Brigitte Scharf betonte außerdem noch, dass auch Menschen in einer Mietwohnung Anspruch auf die Förderung von z. B. 4.000 Euro in der Pflegestufe 1 haben, sofern sie ihre Wohnung alters- und pflegegerecht einrichten wollen. Der Vermieter sei hierbei dazu verpflichtet, die Umbaumaßnahmen durchführen zu lassen.
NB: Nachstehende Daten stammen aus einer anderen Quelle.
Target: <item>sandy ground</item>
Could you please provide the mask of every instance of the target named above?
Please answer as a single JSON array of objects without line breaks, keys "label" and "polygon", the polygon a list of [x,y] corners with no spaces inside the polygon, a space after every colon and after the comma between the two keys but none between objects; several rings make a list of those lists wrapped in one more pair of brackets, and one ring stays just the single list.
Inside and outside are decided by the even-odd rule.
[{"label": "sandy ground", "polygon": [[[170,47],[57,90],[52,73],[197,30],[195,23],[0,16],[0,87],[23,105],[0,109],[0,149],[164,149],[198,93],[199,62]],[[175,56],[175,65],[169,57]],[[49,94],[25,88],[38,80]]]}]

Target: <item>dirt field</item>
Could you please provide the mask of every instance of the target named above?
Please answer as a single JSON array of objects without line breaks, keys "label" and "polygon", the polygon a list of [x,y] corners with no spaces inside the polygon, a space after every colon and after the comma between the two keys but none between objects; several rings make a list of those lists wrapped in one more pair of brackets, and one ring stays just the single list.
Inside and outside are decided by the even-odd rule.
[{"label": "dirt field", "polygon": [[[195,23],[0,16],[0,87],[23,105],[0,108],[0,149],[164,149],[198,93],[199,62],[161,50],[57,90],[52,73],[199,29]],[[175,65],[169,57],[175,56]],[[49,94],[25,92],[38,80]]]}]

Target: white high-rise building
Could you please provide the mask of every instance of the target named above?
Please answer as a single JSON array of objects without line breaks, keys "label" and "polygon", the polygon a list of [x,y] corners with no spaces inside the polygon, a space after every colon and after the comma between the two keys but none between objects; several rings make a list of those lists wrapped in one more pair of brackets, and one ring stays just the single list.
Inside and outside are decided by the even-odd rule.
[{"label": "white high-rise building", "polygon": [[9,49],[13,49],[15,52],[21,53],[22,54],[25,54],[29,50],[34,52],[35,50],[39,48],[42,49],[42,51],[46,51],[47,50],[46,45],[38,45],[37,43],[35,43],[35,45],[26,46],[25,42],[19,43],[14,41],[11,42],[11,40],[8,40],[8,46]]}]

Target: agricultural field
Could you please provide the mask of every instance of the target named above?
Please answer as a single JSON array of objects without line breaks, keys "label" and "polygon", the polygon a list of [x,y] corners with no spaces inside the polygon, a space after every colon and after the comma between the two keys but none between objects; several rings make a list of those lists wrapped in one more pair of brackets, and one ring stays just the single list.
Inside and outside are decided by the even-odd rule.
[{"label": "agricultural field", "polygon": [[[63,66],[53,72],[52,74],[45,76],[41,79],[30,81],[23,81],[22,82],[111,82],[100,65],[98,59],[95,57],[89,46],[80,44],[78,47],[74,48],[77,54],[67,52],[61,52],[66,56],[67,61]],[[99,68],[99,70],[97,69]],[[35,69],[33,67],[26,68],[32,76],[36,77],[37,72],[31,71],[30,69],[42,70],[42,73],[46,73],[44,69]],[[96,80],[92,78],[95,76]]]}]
Zahlreiche andere „kleine“ Helfer für den täglichen Alltag, wie z. B. ein Senioren-Smartphone, ein Sicherheitsbügeleisen, beleuchtete und ergonomische Handläufe konnte Anita Busch den Besuchern noch veranschaulichen.

Immens wichtig, so Anita Busch, sei die Erhaltung der Kfw-Förderung, die für 2016 bereits im Juli ausgeschöpft war und deren erneute Bereitstellung derzeit in den Sternen stehe.

Die Abgeordneten zeigten sich sehr beeindruckt von der beispielhaften Einrichtung und waren sich einig, solch ein Projekt auch in Zukunft mit der bestmöglichen staatlichen Förderung sichern zu müssen.

„Mittlerweile kann man Besucher aus ganz Bayern in der Musterwohnung begrüßen. Das Projekt erfreut sich sehr großer Beliebheit, mittlerweile reisen sogar Gruppen an, die einen Besuch in der Wohnung mit Sightseeing in Tirschenreuth verbinden“, konnte Anita Busch noch verlauten lassen.